Researchers at the Pacific Northwest National Laboratory (PNNL) have made a chemical breakthrough that they believe will allow EV batteries to hold almost twice the energy of their traditionally-used lithium-ion counterparts.
The solution in question is a lithium-metal chemistry with an energy density of 350 watt-hours per kilogram (Wh/kg), which is on the higher end of the spectrum, but not entirely in a league of its own. The chemistry also has the added advantage of being much lighter than traditional lithium-ion chemistries.
These aspects of lithium-metal are not new, however. What is new is the resilience of the battery. Historically, lithium-metal batteries have been plagued by premature death, with previous record holders accomplishing just 200 cycles before seeing significant drops in capacity.
The chemistry developed by the PNNL team was able to maintain 76% of its initial capacity after 600 cycles, blowing the old record out of the water. There is still work to be done for sure, as currently-used EV batteries typically last for around 1,000 cycles.
The breakthrough was achieved when researchers decided to test thin strips of lithium-metal, thinner than a strand of hair. This decision broke with tradition, as it had been commonly thought that thicker lithium anodes would be optimal. The researchers instead found the opposite to be true, coming to the conclusion that thicker strips contribute directly to battery failure, due to complex reactions around a film on the anode known as the solid electrolyte interphase.
Under optimal conditions, solid electrolyte interphase acts as a molecular gatekeeper between the anode and the electrolyte. Thinner lithium strips, it was found, retain contact between the liquid electrolyte and the anode, making important electrochemical reactions possible.

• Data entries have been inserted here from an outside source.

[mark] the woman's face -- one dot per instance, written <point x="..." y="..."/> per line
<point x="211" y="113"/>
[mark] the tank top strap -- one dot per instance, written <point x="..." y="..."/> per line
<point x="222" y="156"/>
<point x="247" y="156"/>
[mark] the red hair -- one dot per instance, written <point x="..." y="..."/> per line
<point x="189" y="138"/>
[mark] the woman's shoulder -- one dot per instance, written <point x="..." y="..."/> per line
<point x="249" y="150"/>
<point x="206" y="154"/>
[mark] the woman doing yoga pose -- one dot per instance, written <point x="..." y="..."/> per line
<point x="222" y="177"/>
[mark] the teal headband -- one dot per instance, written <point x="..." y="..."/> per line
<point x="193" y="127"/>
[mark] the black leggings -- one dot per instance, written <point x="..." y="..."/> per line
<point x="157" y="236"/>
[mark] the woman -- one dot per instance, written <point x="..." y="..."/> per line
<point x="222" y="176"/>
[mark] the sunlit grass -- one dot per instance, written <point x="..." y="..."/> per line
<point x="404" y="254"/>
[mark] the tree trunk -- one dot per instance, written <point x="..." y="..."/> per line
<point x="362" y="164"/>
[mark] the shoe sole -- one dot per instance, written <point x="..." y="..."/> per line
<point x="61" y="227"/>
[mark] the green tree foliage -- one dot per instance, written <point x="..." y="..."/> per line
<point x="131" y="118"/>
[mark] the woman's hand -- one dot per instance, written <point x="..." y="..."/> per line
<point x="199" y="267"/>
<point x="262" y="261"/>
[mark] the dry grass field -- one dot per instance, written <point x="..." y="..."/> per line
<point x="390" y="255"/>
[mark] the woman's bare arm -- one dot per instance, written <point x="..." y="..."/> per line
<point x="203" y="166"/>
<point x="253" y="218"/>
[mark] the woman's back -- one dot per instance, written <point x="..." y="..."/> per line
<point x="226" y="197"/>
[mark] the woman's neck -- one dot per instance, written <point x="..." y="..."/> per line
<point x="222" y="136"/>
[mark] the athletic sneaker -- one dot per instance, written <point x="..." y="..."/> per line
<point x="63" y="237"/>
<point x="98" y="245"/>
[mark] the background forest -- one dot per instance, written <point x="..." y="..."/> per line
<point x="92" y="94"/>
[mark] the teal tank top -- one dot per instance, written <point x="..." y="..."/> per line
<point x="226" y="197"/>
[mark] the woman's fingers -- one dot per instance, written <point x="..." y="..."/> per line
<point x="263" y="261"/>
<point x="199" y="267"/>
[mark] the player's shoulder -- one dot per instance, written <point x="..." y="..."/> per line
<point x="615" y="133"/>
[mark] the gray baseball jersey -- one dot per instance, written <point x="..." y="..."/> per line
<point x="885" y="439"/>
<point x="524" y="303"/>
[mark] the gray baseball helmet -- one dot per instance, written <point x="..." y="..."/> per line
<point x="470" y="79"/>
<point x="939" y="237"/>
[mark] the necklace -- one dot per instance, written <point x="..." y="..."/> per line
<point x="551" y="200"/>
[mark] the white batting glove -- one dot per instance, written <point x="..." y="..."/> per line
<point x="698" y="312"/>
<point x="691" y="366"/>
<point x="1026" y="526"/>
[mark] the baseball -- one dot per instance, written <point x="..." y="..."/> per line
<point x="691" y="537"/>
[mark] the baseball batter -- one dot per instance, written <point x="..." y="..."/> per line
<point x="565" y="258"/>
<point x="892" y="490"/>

The work was funded by DOE’s Office of Energy Efficiency and Renewable Energy’s Vehicle Technologies Office and work was done through DOE’s Innovation Center for Battery500 Consortium, a multi-institution effort led by PNNL to develop electric vehicle batteries that are lighter, more energy intensive and less expensive than those currently used. The name Battery500 comes from the consortium’s foundational goal of developing a 500 watt-hours per kilogram battery.